Pada tahun 1919 M, guru beliau Al-Habib Muhammad bin Idrus Al-Habsyi (Surabaya) wafat. Sang guru merupakan pelopor peringatan Maulid Nabi dengan membaca Simtud Durar yang populer dengan sebutan Maulid Habsyi ini. Beliau berpesan kepada Habib Ali Kwitang agar melanjutkan tradisinya. Berdasar mandat dari gurunya itu, Habib Ali Kwitang mulai merintis pembacaan Maulid Habsyi pada tahun 1920 M, yakni setiap hari Kamis terakhir bulan Rabiul Awal. Penyelenggaraan Maulid ini pertama kali diadakan di Masjid Al-Makmur Tanah Abang. Ketika organisasi Rabithah Alawiyah berdiri, perkumpulan itu mendukung Maulid tersebut dan penyelenggaraan Maulid dipindahkan ke Jamiat Al-Khair. Sejak tahun 1937, acara Maulid diselenggarakan di Masjid Riyad Kwitang, masjid yang dibangun Habib Ali, yang kemudian disiarkan secara khusus oleh RRI Studio Jakarta.

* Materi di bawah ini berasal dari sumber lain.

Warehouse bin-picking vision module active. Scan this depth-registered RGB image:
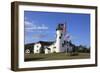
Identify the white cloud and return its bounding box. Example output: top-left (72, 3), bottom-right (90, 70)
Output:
top-left (24, 20), bottom-right (48, 31)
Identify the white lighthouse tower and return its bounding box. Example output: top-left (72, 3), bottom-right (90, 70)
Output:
top-left (55, 24), bottom-right (66, 52)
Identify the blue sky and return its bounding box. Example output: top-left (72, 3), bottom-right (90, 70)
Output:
top-left (24, 11), bottom-right (90, 46)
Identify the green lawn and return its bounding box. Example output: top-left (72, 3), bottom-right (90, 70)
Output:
top-left (25, 53), bottom-right (90, 61)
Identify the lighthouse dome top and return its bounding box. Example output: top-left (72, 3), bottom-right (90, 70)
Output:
top-left (56, 24), bottom-right (64, 30)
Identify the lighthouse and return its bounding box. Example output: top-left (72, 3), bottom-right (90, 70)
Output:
top-left (55, 24), bottom-right (66, 52)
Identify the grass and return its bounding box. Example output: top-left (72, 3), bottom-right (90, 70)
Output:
top-left (25, 53), bottom-right (90, 61)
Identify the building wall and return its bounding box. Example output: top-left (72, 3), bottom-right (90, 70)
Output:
top-left (34, 43), bottom-right (41, 53)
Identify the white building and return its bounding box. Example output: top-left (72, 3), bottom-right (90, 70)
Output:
top-left (34, 24), bottom-right (66, 54)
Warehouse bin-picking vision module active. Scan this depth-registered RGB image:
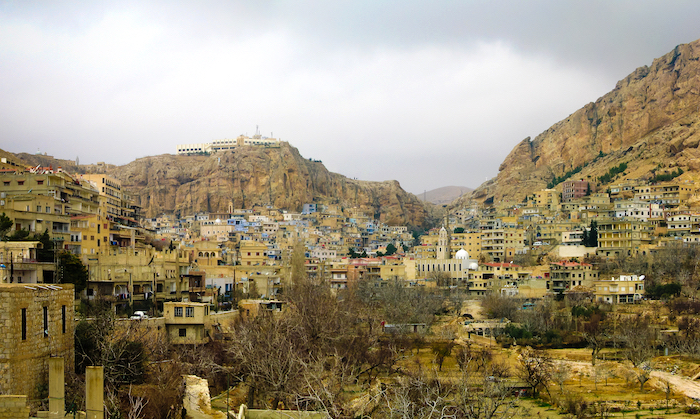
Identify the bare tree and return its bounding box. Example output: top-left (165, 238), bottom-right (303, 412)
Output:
top-left (620, 316), bottom-right (657, 392)
top-left (552, 361), bottom-right (571, 394)
top-left (583, 313), bottom-right (609, 366)
top-left (518, 347), bottom-right (553, 396)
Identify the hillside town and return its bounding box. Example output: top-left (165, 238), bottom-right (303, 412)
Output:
top-left (0, 151), bottom-right (700, 308)
top-left (0, 144), bottom-right (700, 417)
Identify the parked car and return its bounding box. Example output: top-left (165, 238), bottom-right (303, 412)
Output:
top-left (129, 311), bottom-right (148, 320)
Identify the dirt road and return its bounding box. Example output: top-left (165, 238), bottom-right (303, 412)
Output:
top-left (651, 371), bottom-right (700, 400)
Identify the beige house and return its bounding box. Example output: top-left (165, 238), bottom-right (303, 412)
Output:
top-left (593, 275), bottom-right (644, 304)
top-left (547, 261), bottom-right (598, 294)
top-left (163, 302), bottom-right (209, 344)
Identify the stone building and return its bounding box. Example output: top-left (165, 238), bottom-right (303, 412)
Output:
top-left (0, 284), bottom-right (75, 399)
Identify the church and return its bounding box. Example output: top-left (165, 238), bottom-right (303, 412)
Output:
top-left (406, 226), bottom-right (479, 285)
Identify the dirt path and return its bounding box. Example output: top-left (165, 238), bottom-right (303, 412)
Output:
top-left (651, 371), bottom-right (700, 400)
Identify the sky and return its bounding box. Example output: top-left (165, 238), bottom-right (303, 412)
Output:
top-left (0, 0), bottom-right (700, 193)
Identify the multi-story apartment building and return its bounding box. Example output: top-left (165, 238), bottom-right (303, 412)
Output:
top-left (561, 180), bottom-right (591, 202)
top-left (593, 275), bottom-right (644, 304)
top-left (597, 218), bottom-right (652, 257)
top-left (479, 218), bottom-right (505, 262)
top-left (634, 182), bottom-right (697, 207)
top-left (615, 199), bottom-right (664, 221)
top-left (535, 189), bottom-right (559, 211)
top-left (547, 261), bottom-right (598, 295)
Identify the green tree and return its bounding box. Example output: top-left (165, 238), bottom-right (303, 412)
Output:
top-left (348, 247), bottom-right (360, 259)
top-left (0, 212), bottom-right (14, 240)
top-left (36, 229), bottom-right (54, 262)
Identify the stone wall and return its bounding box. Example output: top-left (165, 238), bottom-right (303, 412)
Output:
top-left (0, 396), bottom-right (29, 419)
top-left (0, 284), bottom-right (75, 400)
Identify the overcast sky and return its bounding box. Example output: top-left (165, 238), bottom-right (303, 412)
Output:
top-left (0, 0), bottom-right (700, 193)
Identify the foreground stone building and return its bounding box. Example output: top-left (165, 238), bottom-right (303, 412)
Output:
top-left (0, 284), bottom-right (75, 399)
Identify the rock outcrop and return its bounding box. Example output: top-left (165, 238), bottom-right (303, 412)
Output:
top-left (462, 40), bottom-right (700, 205)
top-left (81, 142), bottom-right (426, 226)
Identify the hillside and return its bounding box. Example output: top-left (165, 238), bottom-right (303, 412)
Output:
top-left (18, 142), bottom-right (427, 227)
top-left (415, 186), bottom-right (474, 205)
top-left (462, 40), bottom-right (700, 205)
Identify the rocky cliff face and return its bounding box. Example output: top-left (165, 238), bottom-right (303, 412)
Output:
top-left (464, 40), bottom-right (700, 204)
top-left (91, 143), bottom-right (426, 230)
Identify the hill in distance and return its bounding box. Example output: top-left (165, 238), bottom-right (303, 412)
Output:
top-left (453, 40), bottom-right (700, 206)
top-left (415, 186), bottom-right (474, 205)
top-left (17, 142), bottom-right (428, 227)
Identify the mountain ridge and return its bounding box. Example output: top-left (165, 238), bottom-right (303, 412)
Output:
top-left (16, 142), bottom-right (428, 227)
top-left (460, 40), bottom-right (700, 205)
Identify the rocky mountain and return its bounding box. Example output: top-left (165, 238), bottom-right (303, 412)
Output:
top-left (415, 186), bottom-right (474, 205)
top-left (60, 142), bottom-right (426, 226)
top-left (462, 40), bottom-right (700, 205)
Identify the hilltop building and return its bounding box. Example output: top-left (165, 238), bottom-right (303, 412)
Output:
top-left (177, 134), bottom-right (280, 156)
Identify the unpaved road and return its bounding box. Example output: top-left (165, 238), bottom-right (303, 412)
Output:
top-left (651, 371), bottom-right (700, 400)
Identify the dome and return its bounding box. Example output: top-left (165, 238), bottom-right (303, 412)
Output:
top-left (455, 248), bottom-right (469, 259)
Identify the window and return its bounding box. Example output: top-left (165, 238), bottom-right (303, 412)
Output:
top-left (22, 308), bottom-right (27, 340)
top-left (44, 307), bottom-right (49, 338)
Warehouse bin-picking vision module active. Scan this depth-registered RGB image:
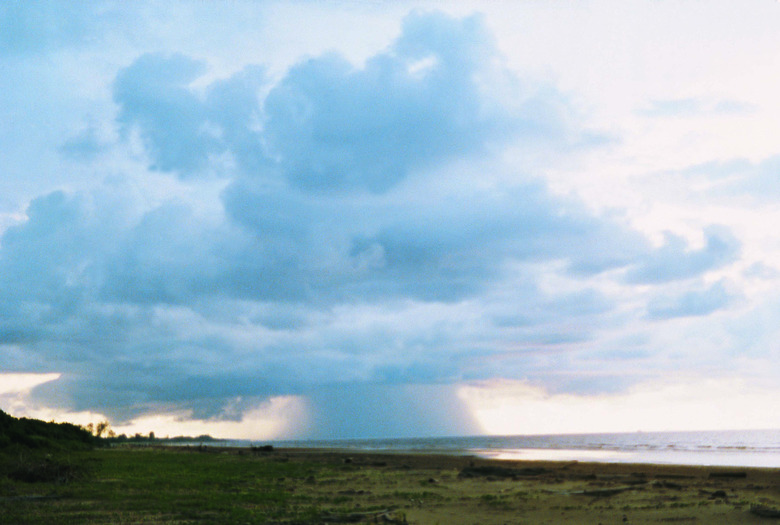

Habib Ali wafat tahun 1968 dalam usia 102 tahun dan dimakamkan di sebelah Masjid Riyad yang dibangunnya. Selama hidup, ia telah menyelenggarakan acara Maulid Nabi di Kwitang selama 51 kali tanpa henti. Betapa pun pada masa penjajahan Jepang ia pernah dipenjara bersama KH. Agus Salim (Pahlawan Nasional). Melalui Majlis Maulidnya ini pada era tahun 1965/Gestapu, ia mempopulerkan Shalawat Badar untuk menandingi Genjer-genjer dari Gerwani/PKI. 
Keistiqamahan menyelenggarakan Maulid ini lalu dilanjutkan oleh sang putra, Habib Muhammad (w. 1993), sebanyak 26 kali alias 26 tahun Hijriyah. Kemudian kini dilanjutkan oleh cucunya, yakni Habib Abdurrahman bin Muhammad bin Ali Al-Habsyi. Jadi, acara Maulid di Kwitang pada tiap Kamis akhir bulan Rabiul Awwal telah berusia lebih dari 95 tahun dan tetap lestari hinggi kini bahkan terus berkembang. Jika tiba acara itu, kampung Kwitang seakan menjadi lautan manusia.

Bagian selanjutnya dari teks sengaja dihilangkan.